Trev it use to happen more regularly in my teens :lol:



kayakone said:


> Also, you're so lucky to find a lovely lady who likes to fish. :shock: .


Thanks Trev , I could be wrong but her son Mark Jnr. certainly resembles a old dude :? that is a member here. Short and stocky, smokes, has a one off personality that you can't help but to admire and Mark Jnr's favourite toy is a Match Box toy silver ute (hmm :lol: )












kayakone said:


> Didn't realize there were any that big these last few decades (the cod that is). There were reports from long, long ago of 40 kg ones).


My mates have caught a couple around the 20kg mark, from the Murray.
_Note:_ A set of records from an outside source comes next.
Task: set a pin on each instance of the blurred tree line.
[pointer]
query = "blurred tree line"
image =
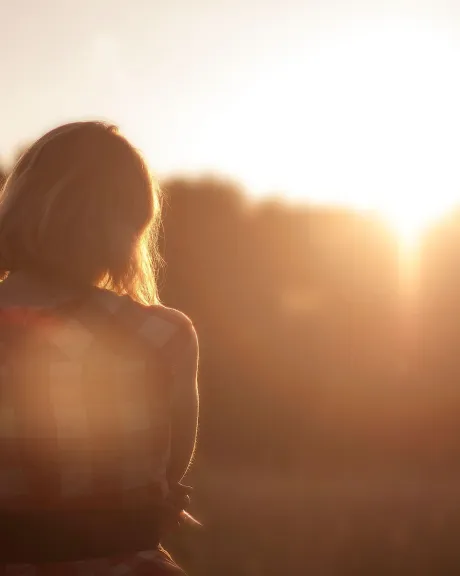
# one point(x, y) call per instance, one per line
point(314, 369)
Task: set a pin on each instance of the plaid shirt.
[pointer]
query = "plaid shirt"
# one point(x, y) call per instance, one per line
point(85, 413)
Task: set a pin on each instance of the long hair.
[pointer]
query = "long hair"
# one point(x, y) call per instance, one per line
point(80, 205)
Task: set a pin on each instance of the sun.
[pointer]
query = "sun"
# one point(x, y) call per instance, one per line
point(366, 116)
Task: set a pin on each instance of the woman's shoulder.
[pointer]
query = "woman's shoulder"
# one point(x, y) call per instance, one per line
point(160, 324)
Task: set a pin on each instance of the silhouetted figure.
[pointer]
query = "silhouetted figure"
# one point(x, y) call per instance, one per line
point(98, 394)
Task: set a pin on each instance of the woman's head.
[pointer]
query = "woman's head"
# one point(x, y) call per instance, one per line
point(80, 205)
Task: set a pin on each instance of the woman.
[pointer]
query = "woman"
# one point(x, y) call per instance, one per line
point(98, 393)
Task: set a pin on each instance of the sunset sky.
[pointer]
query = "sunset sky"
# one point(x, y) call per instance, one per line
point(325, 100)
I am hoping to take the yak and have ago before the season closes here in SA.



fishstix said:


> So i ask do you regularly restock these impoundments or do you supplement the feed in any way, or can a large body of water
> support such a big fish?


Peter that Cod would of been stocked in there over 20 years ago, as probably a 4 - 6 inch fish. All our dams purely rely on the health of the system to support what we stock, this particular dam also has huge catfish in it, there are also Redfin in there (not stocked by us and we never stock them, illegal, pest fish) but I suspect the Cod love eating them. This property would be 40 minutes from your place and has 5 dams on it and is our premier property, each dam is totally different and the largest one blows every new members mind away when they see how big it is, I believe it is over 7 acres :shock:

Steve


----------



## Zed (Sep 18, 2006)

Oink.


----------